La ville d’Anvers tente de repérer des entreprises aux pratiques frauduleuses

Avec l'aide du bureau d'informations aux entreprises Graydon, l’administration anversois tente d’identifier les entreprises potentiellement financées par des revenus criminels. Le cabinet du bourgmestre Bart De Wever a confirmé ce mercredi une information de Gazet Van Antwerpen. Il s'agit d'un projet pilote.

Anvers et sa police locale tentent depuis un certain temps de lutter contre les circuits économiques illégaux actifs dans certaines zones de la ville. Ce qui se traduit sur le terrain par des inspections liées au respect des différentes conditions d'autorisation et des règles de sécurité.

Mais une collaboration avec Graydon doit conduire à la prochaine étape. Le bureau d'information commerciale va ainsi recueillir des données pour déterminer si les entreprises sont solvables et économiquement fiables. Il s’agit d’un projet pilote.

Des entités individuelles, des quartiers mais également des secteurs particuliers sont dans le collimateur de l’administration communale.
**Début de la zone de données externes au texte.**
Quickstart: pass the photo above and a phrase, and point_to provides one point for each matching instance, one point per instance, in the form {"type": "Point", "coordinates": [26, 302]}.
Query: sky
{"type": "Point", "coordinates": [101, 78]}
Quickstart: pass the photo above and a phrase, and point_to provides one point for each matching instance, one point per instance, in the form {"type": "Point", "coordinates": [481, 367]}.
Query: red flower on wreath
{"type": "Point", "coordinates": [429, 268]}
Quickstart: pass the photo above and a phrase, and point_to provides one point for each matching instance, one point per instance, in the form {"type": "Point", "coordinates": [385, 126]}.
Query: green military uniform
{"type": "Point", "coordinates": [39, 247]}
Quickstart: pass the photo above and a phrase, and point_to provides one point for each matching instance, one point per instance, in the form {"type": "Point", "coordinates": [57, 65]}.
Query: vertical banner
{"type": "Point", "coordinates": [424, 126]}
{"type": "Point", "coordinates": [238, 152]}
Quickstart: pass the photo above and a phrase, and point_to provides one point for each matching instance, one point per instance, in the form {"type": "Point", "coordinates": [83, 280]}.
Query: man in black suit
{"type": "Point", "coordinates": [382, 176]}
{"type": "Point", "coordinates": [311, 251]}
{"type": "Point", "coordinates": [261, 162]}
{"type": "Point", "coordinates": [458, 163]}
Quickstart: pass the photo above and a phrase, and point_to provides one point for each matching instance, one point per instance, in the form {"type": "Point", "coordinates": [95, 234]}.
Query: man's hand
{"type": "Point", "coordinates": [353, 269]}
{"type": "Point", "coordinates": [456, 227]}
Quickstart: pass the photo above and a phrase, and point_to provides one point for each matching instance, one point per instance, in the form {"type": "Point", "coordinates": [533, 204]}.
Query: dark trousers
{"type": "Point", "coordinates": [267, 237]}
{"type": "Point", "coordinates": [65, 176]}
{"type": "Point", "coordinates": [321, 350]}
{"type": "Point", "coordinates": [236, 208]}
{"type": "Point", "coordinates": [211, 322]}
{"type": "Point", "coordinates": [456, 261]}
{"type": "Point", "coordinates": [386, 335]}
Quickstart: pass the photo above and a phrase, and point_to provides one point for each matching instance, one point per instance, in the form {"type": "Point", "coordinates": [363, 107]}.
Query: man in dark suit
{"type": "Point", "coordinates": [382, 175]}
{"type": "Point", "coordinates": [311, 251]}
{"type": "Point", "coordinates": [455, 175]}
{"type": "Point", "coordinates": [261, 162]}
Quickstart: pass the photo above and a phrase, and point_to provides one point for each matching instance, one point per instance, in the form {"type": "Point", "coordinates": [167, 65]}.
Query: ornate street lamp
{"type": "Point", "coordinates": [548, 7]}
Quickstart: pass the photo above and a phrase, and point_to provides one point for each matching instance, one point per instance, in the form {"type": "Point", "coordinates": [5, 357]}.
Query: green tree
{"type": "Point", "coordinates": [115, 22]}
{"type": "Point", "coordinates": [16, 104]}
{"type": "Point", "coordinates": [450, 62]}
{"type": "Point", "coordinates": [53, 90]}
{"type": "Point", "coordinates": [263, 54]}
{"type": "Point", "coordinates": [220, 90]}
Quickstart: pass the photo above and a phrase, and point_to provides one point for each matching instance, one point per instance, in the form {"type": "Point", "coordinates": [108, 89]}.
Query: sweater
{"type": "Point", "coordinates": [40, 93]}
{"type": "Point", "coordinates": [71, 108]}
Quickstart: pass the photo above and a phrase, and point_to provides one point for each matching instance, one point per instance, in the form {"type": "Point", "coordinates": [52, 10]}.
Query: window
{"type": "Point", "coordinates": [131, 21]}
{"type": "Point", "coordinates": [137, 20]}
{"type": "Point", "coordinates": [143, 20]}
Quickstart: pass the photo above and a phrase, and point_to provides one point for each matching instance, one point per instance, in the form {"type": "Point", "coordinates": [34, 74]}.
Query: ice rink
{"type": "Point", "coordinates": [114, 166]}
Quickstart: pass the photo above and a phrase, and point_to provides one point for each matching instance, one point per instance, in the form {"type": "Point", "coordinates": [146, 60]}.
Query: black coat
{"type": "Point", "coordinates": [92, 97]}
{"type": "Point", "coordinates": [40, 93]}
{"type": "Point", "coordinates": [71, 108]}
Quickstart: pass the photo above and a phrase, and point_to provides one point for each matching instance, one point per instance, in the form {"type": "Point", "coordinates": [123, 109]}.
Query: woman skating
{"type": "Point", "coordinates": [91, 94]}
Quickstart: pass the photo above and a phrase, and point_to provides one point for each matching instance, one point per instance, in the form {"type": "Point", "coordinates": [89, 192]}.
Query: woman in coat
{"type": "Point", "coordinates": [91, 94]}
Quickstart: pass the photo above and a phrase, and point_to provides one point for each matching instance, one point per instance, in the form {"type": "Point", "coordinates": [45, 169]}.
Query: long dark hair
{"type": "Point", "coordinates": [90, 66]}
Un tas de données seront collectées telles qu'un listing des voitures immatriculées auprès des sociétés, les postes vacants au sein des entreprises ou encore des informations issues du tribunal du travail.

L'utilisation d'un algorithme devrait ensuite permettre à la ville d'identifier les sociétés aux pratiques suspectes et de garder un œil sur celles-ci, avant de transmettre les dossiers aux services judiciaires.

Le bourgmestre Bart De Wever (photo) estime que la poursuite d’entreprises frauduleuses pourrait d’une part porter un coup dur à la criminalité liée au trafic de stupéfiants, et d’autre part aider les entrepreneurs qui travaillent dans la parfaite légalité. Les magasins frauduleux pratiquent en effet parfois des prix tellement bas pour leurs produits qu’ils faussent toute concurrence.